Les 850 syndiqués de l'usine Molson à Montréal se prononceront le dimanche 20 février sur les offres dites finales de l'employeur.

Ni la direction de Molson Coors ni le bureau syndical n'ont voulu dévoiler le contenu de la nouvelle entente de principe avant que les syndiqués n'en prennent connaissance.

Les employés ont rejeté à 59% une première entente de principe le 6 février dernier au cours d'une assemblée houleuse tenue à l'école Le Plateau qui a duré plusieurs heures et à laquelle ont participé 600 travailleurs, selon nos informations. À cette occasion, les syndiqués ont donné un mandat de grève au bureau du syndicat Teamsters chez Molson Coors. Le comité exécutif avait recommandé à l'unanimité l'acceptation de l'entente. Le contrat de travail est échu depuis le 31 décembre 2010.
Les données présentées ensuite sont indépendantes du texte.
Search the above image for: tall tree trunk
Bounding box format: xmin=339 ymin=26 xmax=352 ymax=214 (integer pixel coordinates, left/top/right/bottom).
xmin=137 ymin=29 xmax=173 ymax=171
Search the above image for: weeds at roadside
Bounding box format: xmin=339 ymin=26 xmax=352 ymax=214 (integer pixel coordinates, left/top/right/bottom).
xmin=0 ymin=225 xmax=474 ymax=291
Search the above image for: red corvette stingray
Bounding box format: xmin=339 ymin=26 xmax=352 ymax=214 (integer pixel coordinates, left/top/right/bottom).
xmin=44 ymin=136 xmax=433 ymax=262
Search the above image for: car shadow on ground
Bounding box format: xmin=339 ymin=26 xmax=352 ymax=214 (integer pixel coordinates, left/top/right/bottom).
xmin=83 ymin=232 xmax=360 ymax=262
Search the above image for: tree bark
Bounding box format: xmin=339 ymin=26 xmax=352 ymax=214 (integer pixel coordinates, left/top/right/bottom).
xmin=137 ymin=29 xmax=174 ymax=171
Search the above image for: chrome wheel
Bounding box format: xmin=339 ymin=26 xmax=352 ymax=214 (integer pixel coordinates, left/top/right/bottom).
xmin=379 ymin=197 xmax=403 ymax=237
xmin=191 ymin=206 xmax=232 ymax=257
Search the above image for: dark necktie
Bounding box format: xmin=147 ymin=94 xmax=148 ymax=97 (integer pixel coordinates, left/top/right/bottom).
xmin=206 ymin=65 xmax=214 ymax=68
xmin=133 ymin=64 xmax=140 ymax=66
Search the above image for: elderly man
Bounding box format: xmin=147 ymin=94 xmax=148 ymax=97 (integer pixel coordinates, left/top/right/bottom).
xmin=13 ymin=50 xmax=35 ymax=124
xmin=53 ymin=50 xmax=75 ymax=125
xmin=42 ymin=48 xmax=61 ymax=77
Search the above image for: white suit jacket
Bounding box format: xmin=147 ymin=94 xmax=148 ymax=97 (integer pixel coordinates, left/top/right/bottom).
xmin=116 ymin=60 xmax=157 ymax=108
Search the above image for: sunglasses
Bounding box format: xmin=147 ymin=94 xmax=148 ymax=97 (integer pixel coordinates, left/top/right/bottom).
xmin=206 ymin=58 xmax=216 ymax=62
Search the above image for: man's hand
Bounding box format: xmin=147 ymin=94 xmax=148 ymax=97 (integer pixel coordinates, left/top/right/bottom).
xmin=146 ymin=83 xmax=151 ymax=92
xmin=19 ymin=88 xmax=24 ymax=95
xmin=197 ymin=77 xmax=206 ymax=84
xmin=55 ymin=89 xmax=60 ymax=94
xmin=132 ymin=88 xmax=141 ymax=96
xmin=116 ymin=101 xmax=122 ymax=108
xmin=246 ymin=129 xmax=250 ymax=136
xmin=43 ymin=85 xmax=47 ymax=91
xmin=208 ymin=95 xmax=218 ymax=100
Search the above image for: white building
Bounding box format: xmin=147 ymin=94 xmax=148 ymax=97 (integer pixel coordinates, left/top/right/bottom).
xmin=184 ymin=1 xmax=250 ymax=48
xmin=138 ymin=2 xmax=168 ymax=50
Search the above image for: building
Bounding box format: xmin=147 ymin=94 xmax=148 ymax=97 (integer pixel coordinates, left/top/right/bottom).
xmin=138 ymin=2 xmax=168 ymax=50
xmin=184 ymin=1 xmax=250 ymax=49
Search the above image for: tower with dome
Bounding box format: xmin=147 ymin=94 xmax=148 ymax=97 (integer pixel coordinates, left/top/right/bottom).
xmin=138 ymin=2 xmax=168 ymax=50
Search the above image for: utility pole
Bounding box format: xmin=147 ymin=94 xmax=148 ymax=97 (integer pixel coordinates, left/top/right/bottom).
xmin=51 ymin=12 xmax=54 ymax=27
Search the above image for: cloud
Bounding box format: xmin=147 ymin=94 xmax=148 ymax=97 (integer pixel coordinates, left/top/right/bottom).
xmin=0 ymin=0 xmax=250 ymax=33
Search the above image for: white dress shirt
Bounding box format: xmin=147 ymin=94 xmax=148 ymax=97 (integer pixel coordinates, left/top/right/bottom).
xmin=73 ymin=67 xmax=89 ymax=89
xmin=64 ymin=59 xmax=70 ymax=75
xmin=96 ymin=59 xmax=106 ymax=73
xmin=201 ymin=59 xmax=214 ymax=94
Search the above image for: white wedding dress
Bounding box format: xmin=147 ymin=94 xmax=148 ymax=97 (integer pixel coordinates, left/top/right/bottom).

«Il y a un clash de générations à Molson en ce moment, disait la semaine dernière Stéphane Lacroix, porte-parole du syndicat des Teamsters qui représente les travailleurs de Molson Coors. Il y a les plus vieux travailleurs, les baby-boomers, les gens qui s'en vont à la retraite et il y a les plus jeunes, qui sont souvent, la plupart du temps, de la génération X.» Jusqu'à 400 de ses 850 travailleurs de la production et de la distribution pourraient prendre leur retraite d'ici le 31 décembre 2017. Une indemnité de départ de 30 000$ est versée à ceux qui quittent la société pour la retraite.

Les employés permanents plus âgés, près de leur retraite, ont appuyé l'entente, tandis que les plus jeunes qui auraient vu leur salaire gelé pendant cinq ans l'ont rejetée.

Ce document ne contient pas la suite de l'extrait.